Una comedia al filo de la incorrección
El director de El milagro de P. Tinto empieza bien, con un cínico entrenador profesional de basquet condenado a hacer labor comunitaria con un grupo de “discapacitados intelectuales”, pero luego no resuelve la diferencia entre “reírse de” o “reírse con”.
El último trabajo del director español Javier Fesser, conocido sobre todo por su muy personal ópera prima El milagro de P. Tinto (1998), resulta un objeto cinematográfico de difícil aprehensión, a partir de los sentimientos y sensaciones ambiguas que puede generar en cada espectador. Reacciones que, teniendo en cuenta la temática elegida como núcleo argumental, se vuelven más personales e íntimas que nunca. Somos campeones gira en torno a la labor comunitaria que Marco, un exitoso entrenador de la liga de básquet de España, es condenado a realizar tras ser encontrado culpable del delito de manejar borracho. La pena consiste en entrenar al equipo de básquet de una asociación que trabaja con personas afectadas por distintas discapacidades intelectuales. Si se tratara de un drama tal vez no hubiera conflicto alguno, pero Somos campeones es una comedia que juega a provocar al público, haciendo equilibrio sobre el filo de la incorrección.
Puede decirse que todo el primer acto, que Fesser utiliza para presentar a Marco y plantear la premisa central de la película, es de lo mejor que se ha visto en materia de comedia en 2018. Ahí queda claro que el protagonista es un tipo irascible, pedante y mal educado al límite de lo desagradable, aunque también asoma la punta del ovillo de una crisis, que la película irá develando al avanzar. De entrada el protagonista se burla de la discapacidad del hombre que le hace la boleta por estar mal estacionado. Luego se peleará con el entrenador principal del equipo para el cual trabaja, durante un partido y frente a una multitud. Ese desborde le costará el puesto. Marco termina el día ahogando la angustia en alcohol y chocando al patrullero que lo detiene.

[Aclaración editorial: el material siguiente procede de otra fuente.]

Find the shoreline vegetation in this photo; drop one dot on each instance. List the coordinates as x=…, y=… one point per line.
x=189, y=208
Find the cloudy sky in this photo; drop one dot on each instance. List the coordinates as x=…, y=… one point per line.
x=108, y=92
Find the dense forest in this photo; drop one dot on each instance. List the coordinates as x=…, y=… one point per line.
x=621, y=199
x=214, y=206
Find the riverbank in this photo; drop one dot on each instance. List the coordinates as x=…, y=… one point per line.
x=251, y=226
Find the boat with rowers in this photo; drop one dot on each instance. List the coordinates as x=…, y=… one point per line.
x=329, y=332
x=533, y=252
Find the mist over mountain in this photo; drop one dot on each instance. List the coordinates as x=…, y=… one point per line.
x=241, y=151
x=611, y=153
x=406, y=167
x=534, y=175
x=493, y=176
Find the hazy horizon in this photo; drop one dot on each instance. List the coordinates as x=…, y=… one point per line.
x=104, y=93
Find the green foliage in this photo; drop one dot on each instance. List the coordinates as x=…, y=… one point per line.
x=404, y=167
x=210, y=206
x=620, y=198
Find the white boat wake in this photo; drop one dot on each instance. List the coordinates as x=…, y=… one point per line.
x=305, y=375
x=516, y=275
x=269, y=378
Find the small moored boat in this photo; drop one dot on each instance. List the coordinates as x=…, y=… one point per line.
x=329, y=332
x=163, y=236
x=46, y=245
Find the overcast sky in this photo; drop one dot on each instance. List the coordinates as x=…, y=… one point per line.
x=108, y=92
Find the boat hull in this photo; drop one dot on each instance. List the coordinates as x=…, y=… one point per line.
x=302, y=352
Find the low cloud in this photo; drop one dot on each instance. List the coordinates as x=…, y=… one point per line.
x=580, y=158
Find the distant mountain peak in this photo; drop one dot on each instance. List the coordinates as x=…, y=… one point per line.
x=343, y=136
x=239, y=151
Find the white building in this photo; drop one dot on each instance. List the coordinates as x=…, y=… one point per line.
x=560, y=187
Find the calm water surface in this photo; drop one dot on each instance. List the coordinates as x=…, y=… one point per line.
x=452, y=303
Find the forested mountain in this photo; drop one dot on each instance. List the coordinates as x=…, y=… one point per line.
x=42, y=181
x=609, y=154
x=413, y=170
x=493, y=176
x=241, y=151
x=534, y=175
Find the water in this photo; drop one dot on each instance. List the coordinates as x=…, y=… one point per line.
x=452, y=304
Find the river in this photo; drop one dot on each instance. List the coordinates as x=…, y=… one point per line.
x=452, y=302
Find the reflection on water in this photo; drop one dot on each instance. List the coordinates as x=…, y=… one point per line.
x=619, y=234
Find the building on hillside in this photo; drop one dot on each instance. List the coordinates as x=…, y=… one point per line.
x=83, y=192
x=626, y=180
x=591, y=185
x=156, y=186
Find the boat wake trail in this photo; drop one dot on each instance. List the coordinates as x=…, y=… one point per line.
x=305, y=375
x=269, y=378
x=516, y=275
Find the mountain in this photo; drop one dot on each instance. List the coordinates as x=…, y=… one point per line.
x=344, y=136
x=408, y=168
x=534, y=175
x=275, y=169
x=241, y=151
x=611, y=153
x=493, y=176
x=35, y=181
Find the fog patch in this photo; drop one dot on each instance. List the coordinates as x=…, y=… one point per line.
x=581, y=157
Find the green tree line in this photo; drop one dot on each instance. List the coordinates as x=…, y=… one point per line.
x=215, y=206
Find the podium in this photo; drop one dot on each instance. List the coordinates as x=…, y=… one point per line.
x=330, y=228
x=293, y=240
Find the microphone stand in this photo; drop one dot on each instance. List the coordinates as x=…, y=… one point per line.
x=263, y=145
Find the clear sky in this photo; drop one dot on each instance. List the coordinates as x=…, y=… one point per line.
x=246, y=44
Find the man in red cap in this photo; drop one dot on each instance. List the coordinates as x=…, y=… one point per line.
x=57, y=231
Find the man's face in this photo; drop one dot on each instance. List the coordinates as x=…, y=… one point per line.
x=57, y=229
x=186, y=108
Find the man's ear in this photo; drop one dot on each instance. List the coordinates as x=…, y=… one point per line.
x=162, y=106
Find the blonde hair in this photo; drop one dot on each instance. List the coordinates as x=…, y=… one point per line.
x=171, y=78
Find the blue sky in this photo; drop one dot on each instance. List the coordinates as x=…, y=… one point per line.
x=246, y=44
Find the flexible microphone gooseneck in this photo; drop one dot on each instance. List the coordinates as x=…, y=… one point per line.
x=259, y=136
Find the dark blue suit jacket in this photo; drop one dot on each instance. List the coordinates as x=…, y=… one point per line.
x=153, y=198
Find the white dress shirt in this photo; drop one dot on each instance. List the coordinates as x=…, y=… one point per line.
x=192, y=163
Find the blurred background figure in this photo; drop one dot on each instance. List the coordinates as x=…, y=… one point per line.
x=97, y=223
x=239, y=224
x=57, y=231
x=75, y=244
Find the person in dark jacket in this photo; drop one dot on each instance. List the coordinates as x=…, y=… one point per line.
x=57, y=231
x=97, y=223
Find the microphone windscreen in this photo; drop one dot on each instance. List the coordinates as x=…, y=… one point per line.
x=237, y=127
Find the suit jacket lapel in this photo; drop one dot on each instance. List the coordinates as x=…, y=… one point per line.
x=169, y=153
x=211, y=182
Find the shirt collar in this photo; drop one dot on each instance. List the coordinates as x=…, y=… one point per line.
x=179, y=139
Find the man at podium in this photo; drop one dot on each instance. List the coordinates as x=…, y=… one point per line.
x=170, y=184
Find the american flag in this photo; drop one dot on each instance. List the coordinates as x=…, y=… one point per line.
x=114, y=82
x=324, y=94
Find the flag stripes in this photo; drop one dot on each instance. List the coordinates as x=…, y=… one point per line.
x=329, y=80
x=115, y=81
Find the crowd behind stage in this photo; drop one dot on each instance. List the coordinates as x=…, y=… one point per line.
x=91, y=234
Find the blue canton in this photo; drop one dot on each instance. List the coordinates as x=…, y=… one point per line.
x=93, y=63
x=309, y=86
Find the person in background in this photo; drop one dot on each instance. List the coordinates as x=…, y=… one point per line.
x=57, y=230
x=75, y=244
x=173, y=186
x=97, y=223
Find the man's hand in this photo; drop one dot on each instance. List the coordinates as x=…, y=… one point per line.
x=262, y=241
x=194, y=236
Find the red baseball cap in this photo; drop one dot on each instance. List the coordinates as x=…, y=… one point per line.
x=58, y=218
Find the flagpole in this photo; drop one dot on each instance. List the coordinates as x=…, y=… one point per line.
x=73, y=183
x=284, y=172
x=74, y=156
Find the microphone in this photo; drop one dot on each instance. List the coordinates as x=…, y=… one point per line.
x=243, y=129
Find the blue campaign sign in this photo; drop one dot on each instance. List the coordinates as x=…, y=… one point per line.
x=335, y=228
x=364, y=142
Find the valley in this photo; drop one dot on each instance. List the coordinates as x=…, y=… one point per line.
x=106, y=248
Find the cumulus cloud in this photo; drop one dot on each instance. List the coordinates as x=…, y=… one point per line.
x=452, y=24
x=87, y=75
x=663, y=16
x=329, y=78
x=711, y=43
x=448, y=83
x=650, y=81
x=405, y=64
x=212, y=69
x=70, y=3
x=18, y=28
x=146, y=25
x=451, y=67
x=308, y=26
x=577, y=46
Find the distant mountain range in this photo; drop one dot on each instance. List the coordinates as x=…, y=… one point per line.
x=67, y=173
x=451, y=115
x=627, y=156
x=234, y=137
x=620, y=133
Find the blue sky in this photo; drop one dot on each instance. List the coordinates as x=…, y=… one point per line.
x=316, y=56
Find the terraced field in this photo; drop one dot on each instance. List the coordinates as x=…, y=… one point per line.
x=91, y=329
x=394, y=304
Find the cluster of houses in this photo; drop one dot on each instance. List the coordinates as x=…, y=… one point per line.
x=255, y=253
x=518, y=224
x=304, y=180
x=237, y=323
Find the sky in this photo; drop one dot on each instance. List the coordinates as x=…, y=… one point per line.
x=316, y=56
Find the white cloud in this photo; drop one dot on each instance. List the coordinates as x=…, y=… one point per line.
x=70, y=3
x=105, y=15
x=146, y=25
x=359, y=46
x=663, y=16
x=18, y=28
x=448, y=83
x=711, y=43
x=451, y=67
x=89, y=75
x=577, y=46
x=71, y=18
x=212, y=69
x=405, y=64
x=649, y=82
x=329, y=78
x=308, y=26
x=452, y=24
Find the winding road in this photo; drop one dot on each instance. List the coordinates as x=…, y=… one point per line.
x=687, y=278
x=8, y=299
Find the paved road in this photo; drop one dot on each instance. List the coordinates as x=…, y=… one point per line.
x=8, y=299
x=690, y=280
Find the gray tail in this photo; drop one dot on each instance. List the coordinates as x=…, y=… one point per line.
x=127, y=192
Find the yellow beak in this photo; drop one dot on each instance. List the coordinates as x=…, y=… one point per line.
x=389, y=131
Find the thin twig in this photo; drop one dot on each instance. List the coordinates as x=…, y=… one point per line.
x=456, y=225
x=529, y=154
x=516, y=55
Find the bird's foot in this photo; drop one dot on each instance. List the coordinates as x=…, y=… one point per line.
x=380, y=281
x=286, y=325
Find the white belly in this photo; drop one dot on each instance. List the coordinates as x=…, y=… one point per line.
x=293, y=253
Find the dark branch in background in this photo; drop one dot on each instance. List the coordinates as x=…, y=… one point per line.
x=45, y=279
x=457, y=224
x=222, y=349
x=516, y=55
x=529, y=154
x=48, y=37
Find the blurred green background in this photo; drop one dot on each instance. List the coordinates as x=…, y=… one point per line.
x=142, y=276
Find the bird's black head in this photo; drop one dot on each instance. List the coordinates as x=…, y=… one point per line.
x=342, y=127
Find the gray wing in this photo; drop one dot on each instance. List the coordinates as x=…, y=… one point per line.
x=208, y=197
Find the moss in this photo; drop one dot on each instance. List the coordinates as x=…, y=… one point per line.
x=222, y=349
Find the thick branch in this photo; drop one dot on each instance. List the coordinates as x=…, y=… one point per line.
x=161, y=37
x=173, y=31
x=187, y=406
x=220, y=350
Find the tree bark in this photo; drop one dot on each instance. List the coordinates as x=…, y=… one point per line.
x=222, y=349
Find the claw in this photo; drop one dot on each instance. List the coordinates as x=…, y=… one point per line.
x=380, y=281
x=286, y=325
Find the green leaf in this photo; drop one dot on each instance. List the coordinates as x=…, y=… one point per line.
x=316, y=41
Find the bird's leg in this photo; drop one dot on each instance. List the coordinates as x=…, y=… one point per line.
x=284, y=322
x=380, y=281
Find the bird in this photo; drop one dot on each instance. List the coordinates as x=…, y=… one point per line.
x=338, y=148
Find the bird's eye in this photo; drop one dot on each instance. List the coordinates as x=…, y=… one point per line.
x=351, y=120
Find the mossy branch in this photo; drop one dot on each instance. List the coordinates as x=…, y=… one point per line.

El prólogo cierra con un almuerzo en el que Marco discute con su madre las dificultades de la corrección política. La señora cree que la etiqueta “discapacitados intelectuales” refiere a escritores en sillas de ruedas y cuando su hijo le recuerda que el mundo era más sencillo cuando a los gays se les decía maricones, ella le encaja un cachetazo por decir groserías en la mesa.
Pero cuando la trama enfrenta a Marco al doble desafío de convivir con las peculiaridades de sus nuevos jugadores y revisar sus propios prejuicios, la película tropieza al mismo tiempo con dos piedras. La primera tiene que ver con la vieja diferencia entre “reírse de” o “reírse con”. Aunque Fesser maneja con bastante solvencia las situaciones, haciendo que cada una se desarrolle en una nebulosa en la que los límites nunca están claros, es cierto que algún espectador podrá sentir que a veces la película se desliza de forma clara en el terreno de la burla. Cada quien sabrá. En cambio resultan imperdonables los volantazos sensibleros que irá dando (banda sonora incluida) para encajar a la comedia en el purgatorio de las “películas inspiradoras”, traicionándose a sí misma. Son los riesgos de permitir que el codo de la corrección borre lo que con ingenio había sido escrito por la mano de la transgresión.